Mark Fitzpatrick, a former State Department official at the International Institute for Strategic Studies in London, predicted that the report would strengthen the prospects for a U.N. resolution authorizing use of force if Assad fails to meet the deadline he is facing for declaring his stockpiles.

Though many European countries have been hesitant to support action against Assad, Fitzpatrick predicted that the level of outrage among many of those countries “will be very high.”

Faiza Patel, a former senior policy officer at the Organization for the Prohibition of Chemical Weapons, which oversees the principal treaty banning the weapons, said the report’s conclusions could create more pressure for a swift international response.

“I don’t think anyone has seriously been denying chemical weapons had been used Aug. 21. This kind of gives that conclusion a U.N. seal,” Patel said. “When you put the report together with other information it strongly suggests that the regime is responsible.”

The next step in the process will come when the organization issues a decision on the U.S.-Russian request for an accelerated timeline to impound or destroy the weapons.
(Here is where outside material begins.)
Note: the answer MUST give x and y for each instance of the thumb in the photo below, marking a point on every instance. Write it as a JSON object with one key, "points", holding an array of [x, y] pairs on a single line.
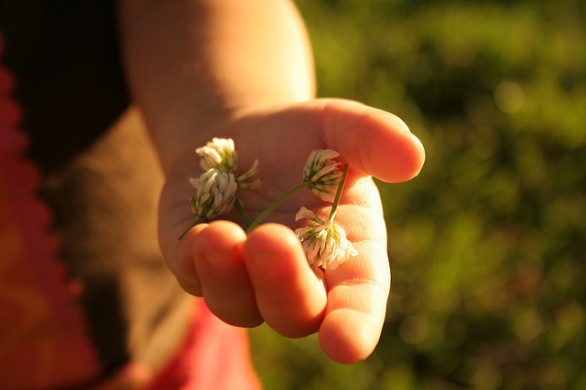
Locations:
{"points": [[372, 140]]}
A spokesman in The Hague for the organization said it would issue a decision by Friday.

The OPCW’s director general, Ahmet Uzumcu, said in a statement that the U.N. report confirming use of chemical weapons in Syria “is a tragic development that I condemn strongly. This clearly makes it all the more important to ensure that the program for chemical demilitarization in Syria succeeds.”

Separately, President Obama on Monday waived rules that restrict export of some chemical weapons-related protection equipment so that the gear may be available to the OPCW during inspections in Syria. The waiver will also make equipment available to healthcare providers in Syria and U.S.-backed opposition forces.

The Human Rights Watch report issued last week, based on analysis of videos and witness accounts of the attack, concludes that 140-millimeter and 330-millimeter artillery rockets were used to deliver the poison gas. The advocacy group said its experts and independent analysts had never seen Syrian rebel forces possessing or using such rockets, leading it to conclude that Assad’s forces had launched the attack.

On Monday, Peter Bouckaert, Human Rights Watch’s emergencies director, said the U.N. report confirmed the organization’s conclusions.